Possible Improvements

We should not rely on the auto optimization function em- bedded in the Matlab. Instead, we can choose algorithms to implement optimization manually, in which way we can get a deeper insight of the model and the parameters’ influence.

Specifically, the following tuning strategies can be leveraged.

  1. The first is cross-validation. It uses different portions of the data to test and train a model on different iterations.
  2. Another approach is grid search. That is, using a grid of parameter settings, with step size decreases.
  3. Additionally, the running time and memory usage should be taken into consideration.
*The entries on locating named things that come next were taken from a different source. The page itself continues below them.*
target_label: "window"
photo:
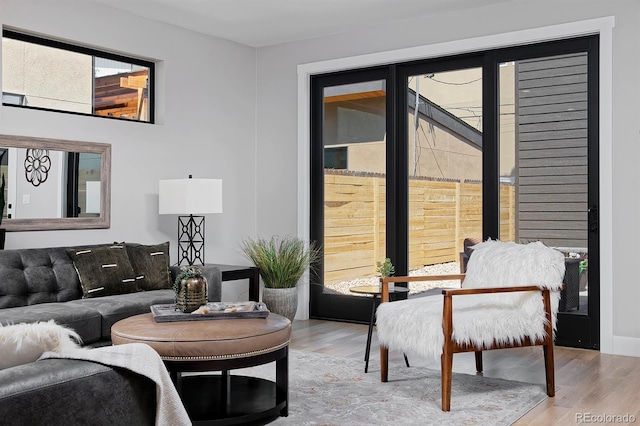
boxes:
[324,146,347,170]
[2,29,154,123]
[2,92,25,105]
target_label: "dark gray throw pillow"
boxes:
[125,241,173,290]
[67,244,140,298]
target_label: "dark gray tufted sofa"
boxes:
[0,247,221,346]
[0,247,221,425]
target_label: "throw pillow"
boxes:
[125,241,173,290]
[67,244,140,298]
[0,320,81,370]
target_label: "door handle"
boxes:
[587,205,598,232]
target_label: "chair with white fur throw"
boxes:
[376,240,565,411]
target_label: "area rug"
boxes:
[238,350,547,426]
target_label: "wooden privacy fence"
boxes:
[323,171,515,284]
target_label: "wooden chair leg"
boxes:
[542,341,556,396]
[440,345,453,411]
[475,351,482,373]
[380,345,389,382]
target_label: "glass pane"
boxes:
[407,68,482,293]
[323,81,386,294]
[2,37,93,114]
[500,53,588,314]
[2,37,151,121]
[94,58,149,121]
[78,152,101,217]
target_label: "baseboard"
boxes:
[613,336,640,357]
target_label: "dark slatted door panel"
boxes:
[516,53,588,248]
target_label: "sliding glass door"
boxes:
[404,65,483,282]
[310,36,599,348]
[311,69,389,321]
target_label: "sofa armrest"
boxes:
[0,359,156,426]
[170,265,222,302]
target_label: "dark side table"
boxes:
[349,285,409,373]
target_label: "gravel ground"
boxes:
[324,262,460,296]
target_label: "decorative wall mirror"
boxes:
[0,135,111,231]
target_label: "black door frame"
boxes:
[310,35,600,349]
[309,66,397,323]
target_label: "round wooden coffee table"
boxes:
[111,313,291,425]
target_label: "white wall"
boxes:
[256,0,640,356]
[0,0,256,300]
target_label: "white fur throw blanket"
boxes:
[40,343,191,426]
[376,240,565,358]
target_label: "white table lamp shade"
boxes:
[158,178,222,215]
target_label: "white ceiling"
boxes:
[90,0,513,47]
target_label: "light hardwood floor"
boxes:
[290,320,640,426]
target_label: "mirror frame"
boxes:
[0,135,111,232]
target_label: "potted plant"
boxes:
[578,256,589,291]
[173,265,207,313]
[376,257,396,290]
[242,236,322,321]
[0,149,8,250]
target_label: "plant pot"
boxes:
[262,287,298,322]
[176,277,207,313]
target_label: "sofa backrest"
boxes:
[0,247,82,308]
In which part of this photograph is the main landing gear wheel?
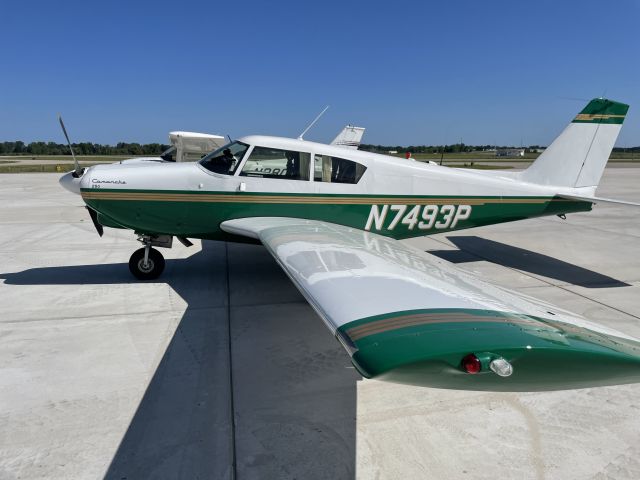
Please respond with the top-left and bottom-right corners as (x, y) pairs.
(129, 247), (164, 280)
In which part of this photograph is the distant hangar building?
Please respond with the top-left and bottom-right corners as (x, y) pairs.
(496, 148), (524, 157)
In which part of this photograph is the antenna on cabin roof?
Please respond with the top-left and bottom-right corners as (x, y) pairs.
(298, 105), (329, 140)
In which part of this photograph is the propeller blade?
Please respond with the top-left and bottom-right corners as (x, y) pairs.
(58, 115), (82, 177)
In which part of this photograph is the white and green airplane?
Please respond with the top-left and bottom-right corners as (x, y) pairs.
(61, 99), (640, 391)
For example, we can monitor the time cost when testing models. Also, think of more effective searching algorithm and examine the features of the dataset more closely.

Project Highlight

In the project, I firstly built three cases with different hyper-parameter settings for each kernel type. However, I soon realized that three cases are far from adequate for us to draw any meaningful conclusions. Especially, for Gaussian kernel, which has three editable parameters, carefully change each parameter while keeping other parameters constant is necessary. Therefore, I tried much more cases for each kernel with controlled parameters unchanged and tested six hypotheses to see the impact power of each hyper-parameter.

References

[1] “Fit a support vector machine regression model - MATLAB fitrsvm.” https://www.mathworks.com/help/stats/fitrsvm.html (accessed Oct. 20, 2020).

[2] Platt, John, Sequential Minimal Optimization: A Fast Algorithm for Training Support Vector Machines, 1998.

[3] S. Boyd and L. Vandenberghe, Introduction to applied linear algebra: Vectors, matrices, and least squares. Cambridge: Cambridge University Press, 2019.

[4] Numerical Methods for Engineers. New York: McGraw-Hill, 2015.